Written by Ryan Evans on November 19th, 2015

We’ve seen in the news recently that classroom discipline is lacking in many schools.  Often schools let students get away with unthinkable acts in the classroom, as we saw recently when one student beat up a teacher and another student refused to leave her desk until forcibly removed by a police officer.  Classroom management is often one of the most difficult things for a classroom teacher, but we believe at Providence that classroom discipline is both essential and achievable.  We know that the question of discipline often arises when parents are considering enrolling their child at a new school.  Our expectations for classroom behavior at Providence are high, and when parents see this in action, they often conclude that these high expectations are just one more good reason to be at Providence.
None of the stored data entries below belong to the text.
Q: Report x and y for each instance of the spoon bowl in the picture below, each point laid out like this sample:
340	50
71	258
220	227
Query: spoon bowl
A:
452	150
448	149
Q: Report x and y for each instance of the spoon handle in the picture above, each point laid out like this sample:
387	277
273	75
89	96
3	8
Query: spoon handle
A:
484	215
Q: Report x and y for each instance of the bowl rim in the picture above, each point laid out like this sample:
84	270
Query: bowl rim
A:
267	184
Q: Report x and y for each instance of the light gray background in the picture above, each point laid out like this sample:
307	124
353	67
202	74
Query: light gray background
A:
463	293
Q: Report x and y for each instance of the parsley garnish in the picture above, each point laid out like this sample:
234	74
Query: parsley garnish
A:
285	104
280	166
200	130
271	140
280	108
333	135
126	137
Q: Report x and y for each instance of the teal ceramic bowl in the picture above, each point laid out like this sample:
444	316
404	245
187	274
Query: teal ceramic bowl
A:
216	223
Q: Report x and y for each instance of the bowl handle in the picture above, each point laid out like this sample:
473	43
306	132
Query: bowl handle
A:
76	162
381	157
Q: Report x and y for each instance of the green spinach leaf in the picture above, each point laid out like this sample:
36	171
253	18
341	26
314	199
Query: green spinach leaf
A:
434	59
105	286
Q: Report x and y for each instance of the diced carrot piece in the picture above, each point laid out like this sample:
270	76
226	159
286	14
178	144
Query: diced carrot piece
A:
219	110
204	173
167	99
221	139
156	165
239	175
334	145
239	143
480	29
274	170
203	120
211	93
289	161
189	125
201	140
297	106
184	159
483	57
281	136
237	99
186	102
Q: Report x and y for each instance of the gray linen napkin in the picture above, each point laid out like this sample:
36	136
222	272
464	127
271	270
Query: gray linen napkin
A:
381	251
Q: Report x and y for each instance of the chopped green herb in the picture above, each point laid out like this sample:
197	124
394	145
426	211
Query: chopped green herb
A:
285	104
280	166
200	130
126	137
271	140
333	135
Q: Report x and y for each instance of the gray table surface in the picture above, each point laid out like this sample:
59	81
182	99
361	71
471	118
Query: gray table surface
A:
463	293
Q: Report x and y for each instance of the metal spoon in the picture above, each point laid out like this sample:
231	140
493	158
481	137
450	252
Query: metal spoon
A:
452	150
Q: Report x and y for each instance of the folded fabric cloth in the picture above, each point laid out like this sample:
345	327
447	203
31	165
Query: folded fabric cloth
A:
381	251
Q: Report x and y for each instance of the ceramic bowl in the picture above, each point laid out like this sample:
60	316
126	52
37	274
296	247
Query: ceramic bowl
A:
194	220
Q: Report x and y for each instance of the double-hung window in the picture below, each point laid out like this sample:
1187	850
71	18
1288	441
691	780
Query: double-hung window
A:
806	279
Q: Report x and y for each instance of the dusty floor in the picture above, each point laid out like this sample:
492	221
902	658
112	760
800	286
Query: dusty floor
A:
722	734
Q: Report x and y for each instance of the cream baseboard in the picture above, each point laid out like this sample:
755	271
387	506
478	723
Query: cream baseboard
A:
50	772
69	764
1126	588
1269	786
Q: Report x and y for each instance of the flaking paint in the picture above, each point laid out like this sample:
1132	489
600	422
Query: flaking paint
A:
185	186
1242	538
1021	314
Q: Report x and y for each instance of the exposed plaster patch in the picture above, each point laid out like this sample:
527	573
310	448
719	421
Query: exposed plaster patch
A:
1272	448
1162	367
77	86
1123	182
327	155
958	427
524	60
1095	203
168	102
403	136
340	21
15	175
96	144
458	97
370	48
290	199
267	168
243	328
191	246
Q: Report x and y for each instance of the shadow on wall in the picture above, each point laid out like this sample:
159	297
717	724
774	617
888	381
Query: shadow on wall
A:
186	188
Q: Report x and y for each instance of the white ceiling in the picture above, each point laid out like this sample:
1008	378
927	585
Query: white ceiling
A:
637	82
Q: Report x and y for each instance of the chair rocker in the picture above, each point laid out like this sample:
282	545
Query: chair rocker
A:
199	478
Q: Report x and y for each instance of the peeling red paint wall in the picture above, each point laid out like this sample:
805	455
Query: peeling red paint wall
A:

“Discipline” contains the same root as the word “disciple” – both are derived from the Latin word for “student, learner” – and can be defined as “training or developing by instruction, especially in self-control.”
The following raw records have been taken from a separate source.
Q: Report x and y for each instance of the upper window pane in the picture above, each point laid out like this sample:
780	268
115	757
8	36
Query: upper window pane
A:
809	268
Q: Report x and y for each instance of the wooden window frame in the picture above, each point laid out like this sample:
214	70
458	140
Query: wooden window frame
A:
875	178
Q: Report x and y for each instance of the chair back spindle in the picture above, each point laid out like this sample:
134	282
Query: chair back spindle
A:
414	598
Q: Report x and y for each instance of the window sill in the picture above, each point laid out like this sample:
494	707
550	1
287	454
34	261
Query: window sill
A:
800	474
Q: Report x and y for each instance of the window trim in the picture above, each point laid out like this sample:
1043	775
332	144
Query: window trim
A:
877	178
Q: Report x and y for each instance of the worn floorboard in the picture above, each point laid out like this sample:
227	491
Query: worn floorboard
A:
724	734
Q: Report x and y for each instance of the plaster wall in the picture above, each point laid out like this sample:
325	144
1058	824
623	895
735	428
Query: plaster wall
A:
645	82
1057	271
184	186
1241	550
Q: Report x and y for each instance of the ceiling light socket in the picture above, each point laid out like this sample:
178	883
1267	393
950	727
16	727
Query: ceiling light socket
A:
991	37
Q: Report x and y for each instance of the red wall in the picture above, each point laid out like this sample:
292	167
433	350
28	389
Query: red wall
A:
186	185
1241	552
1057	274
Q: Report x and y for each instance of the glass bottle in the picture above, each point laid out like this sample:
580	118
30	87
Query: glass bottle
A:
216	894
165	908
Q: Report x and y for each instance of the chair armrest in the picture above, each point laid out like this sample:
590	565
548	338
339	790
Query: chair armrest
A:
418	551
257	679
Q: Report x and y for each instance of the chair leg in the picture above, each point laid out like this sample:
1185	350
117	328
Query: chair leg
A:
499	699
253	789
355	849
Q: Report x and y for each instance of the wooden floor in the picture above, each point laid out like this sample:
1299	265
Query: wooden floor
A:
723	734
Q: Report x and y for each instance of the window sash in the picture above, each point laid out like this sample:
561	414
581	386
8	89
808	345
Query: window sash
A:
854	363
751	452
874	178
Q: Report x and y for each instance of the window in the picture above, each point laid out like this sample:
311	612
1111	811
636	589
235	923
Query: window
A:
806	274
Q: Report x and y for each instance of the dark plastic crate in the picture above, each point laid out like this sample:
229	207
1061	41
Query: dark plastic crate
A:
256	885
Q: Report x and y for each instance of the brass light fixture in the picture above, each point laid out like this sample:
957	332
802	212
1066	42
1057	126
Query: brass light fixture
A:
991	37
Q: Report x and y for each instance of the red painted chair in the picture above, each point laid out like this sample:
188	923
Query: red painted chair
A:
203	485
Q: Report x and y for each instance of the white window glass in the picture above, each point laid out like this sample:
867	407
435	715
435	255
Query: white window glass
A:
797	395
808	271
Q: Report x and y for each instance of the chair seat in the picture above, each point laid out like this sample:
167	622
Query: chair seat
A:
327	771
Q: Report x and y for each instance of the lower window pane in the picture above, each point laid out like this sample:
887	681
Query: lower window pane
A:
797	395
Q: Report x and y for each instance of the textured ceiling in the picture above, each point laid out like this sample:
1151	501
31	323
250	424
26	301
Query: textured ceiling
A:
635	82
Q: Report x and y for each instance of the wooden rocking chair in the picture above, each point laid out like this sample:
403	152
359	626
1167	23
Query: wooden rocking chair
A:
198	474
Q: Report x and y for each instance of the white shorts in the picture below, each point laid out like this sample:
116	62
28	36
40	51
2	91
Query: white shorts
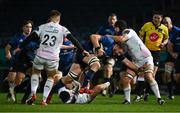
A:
82	98
41	63
148	60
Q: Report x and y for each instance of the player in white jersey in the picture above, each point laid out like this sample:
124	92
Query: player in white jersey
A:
141	57
51	37
72	95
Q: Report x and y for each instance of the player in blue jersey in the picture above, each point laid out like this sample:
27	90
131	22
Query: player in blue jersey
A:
10	49
66	56
66	59
173	49
108	28
88	65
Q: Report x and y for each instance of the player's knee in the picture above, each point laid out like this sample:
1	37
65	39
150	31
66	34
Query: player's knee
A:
72	75
168	68
95	66
126	79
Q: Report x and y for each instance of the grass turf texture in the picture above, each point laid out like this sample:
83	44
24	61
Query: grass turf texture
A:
100	104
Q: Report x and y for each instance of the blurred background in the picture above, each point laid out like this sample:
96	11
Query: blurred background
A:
81	17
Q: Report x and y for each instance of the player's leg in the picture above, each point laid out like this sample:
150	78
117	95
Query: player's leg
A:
36	74
108	72
126	80
153	84
98	89
94	65
168	78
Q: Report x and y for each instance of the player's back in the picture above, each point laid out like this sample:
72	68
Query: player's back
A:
51	36
136	48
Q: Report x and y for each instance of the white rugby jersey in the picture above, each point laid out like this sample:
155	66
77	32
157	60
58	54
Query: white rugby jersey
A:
136	47
51	35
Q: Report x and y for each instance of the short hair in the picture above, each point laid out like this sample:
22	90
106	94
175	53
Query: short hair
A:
25	22
158	13
113	14
54	13
121	24
64	96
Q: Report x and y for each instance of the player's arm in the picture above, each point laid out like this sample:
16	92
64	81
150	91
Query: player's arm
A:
128	63
95	41
68	47
142	32
32	37
7	51
76	43
170	50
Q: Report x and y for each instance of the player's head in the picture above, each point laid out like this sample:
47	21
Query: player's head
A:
167	22
157	18
27	27
64	96
119	49
55	16
120	25
112	19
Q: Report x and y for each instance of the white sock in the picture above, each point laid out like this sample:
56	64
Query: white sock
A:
34	83
107	84
47	88
127	93
155	89
11	84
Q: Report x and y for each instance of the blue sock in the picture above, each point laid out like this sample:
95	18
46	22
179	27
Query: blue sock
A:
88	77
107	80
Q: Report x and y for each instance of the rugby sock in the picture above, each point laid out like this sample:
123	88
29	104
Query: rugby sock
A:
107	80
170	88
88	77
140	87
106	85
47	88
34	83
127	93
27	93
155	89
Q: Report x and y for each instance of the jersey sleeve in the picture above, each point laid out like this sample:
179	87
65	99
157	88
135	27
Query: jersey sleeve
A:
142	30
65	31
166	33
38	29
14	42
128	33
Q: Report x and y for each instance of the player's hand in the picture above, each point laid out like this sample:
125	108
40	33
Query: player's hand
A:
8	56
85	53
174	55
162	45
16	50
100	52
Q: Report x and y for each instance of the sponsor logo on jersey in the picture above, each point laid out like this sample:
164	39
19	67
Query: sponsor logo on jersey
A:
154	37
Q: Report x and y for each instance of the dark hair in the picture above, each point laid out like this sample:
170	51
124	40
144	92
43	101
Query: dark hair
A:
158	13
64	96
25	22
121	24
113	14
54	13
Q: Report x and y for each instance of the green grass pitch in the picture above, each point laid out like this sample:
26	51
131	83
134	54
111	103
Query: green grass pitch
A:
100	104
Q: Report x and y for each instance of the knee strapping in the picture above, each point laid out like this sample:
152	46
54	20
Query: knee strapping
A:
93	60
129	76
73	75
168	68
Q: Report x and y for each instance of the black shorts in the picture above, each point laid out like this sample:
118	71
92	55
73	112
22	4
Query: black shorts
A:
78	59
177	64
156	57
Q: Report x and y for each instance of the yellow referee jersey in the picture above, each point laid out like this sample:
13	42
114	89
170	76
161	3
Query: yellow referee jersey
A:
153	36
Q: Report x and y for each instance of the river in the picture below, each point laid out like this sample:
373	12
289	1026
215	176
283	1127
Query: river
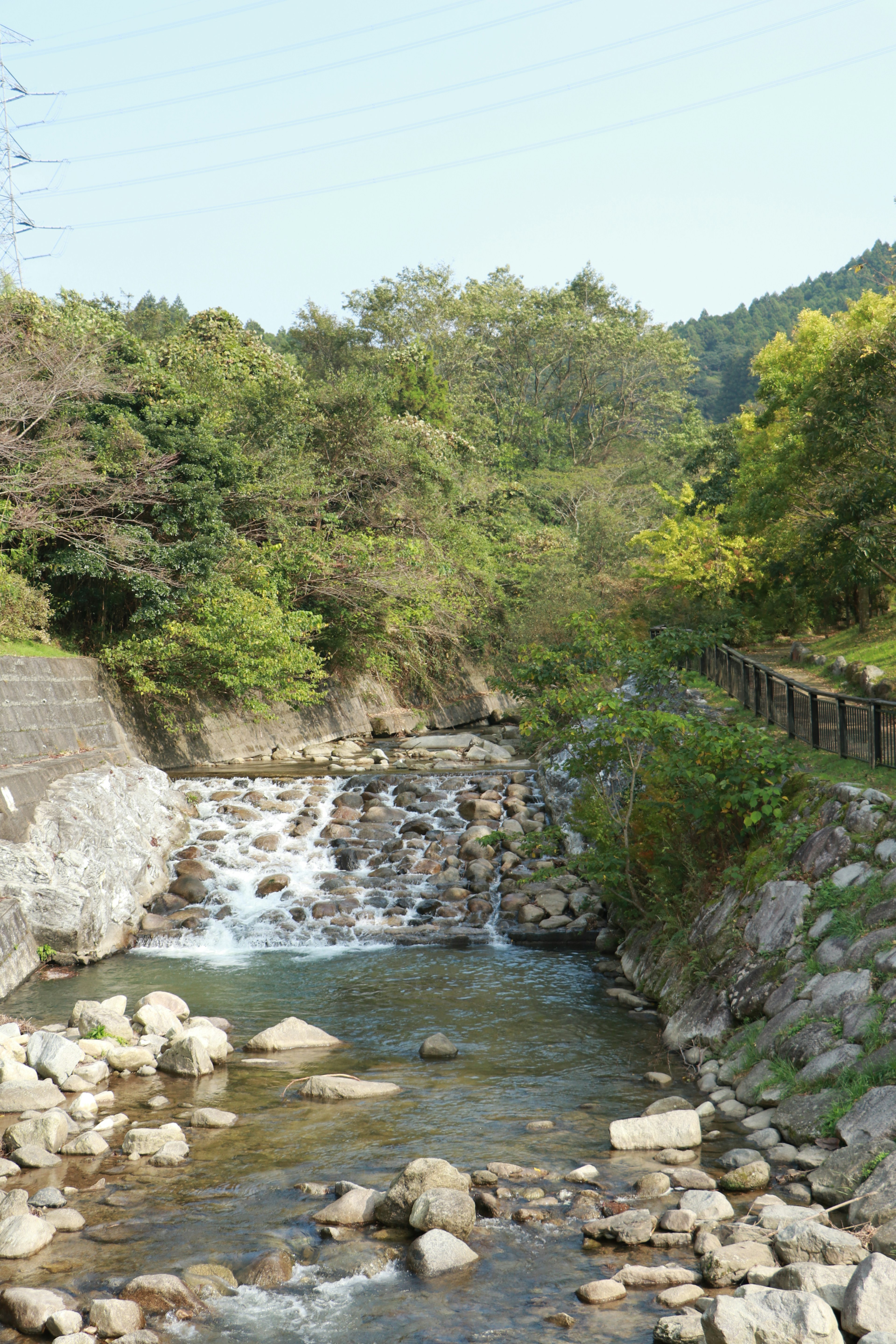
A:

It is important to maintain a classroom environment that is conducive to learning, and this is accomplished by discipling our students: teaching clear classroom behavior expectations at the beginning of the year, and ensuring that students understand what is expected of them and why.  In the first few weeks of school, many verbal reminders are given to help the students establish a solid understanding of classroom expectations and consequences, and to help them create habits that will serve them well as they learn throughout the year.  Most classroom discipline occurs in a positive sense. The teacher often may simply walk by a student’s desk and place a hand on his or her shoulder as a reminder to correct an inappropriate behavior.  For the student who needs more definite guidance, a graduated system of discipline (teaching) occurs.  Before reaching the point of an office visit, the teacher will talk with the misbehaving child privately and give him or her the opportunity to correct the behavior.  Prayer and restoration of fellowship is accomplished during the conversation and the student joyfully returns to the classroom.  When an office visit is necessary, the principal explores the situation using God’s word and questions that are designed to guide the student into a greater understanding of his or her own heart’s condition.  The student is lovingly led to seek restoration of fellowship with the Lord and his or her teacher. Restoration of fellowship through confession and prayer is a beautiful process that enables the student to feel truly forgiven.

The truth is, we are all sinners, and we all fall, but God is merciful to those who call on His name! Heb.12:11 states, “Now no chastening seems to be joyful for the present, but painful; nevertheless, afterward it yields the peaceable fruit of righteousness to those who have been trained by it.”  This righteousness of the heart and peace with God and with others is the goal we are seeking together with our students.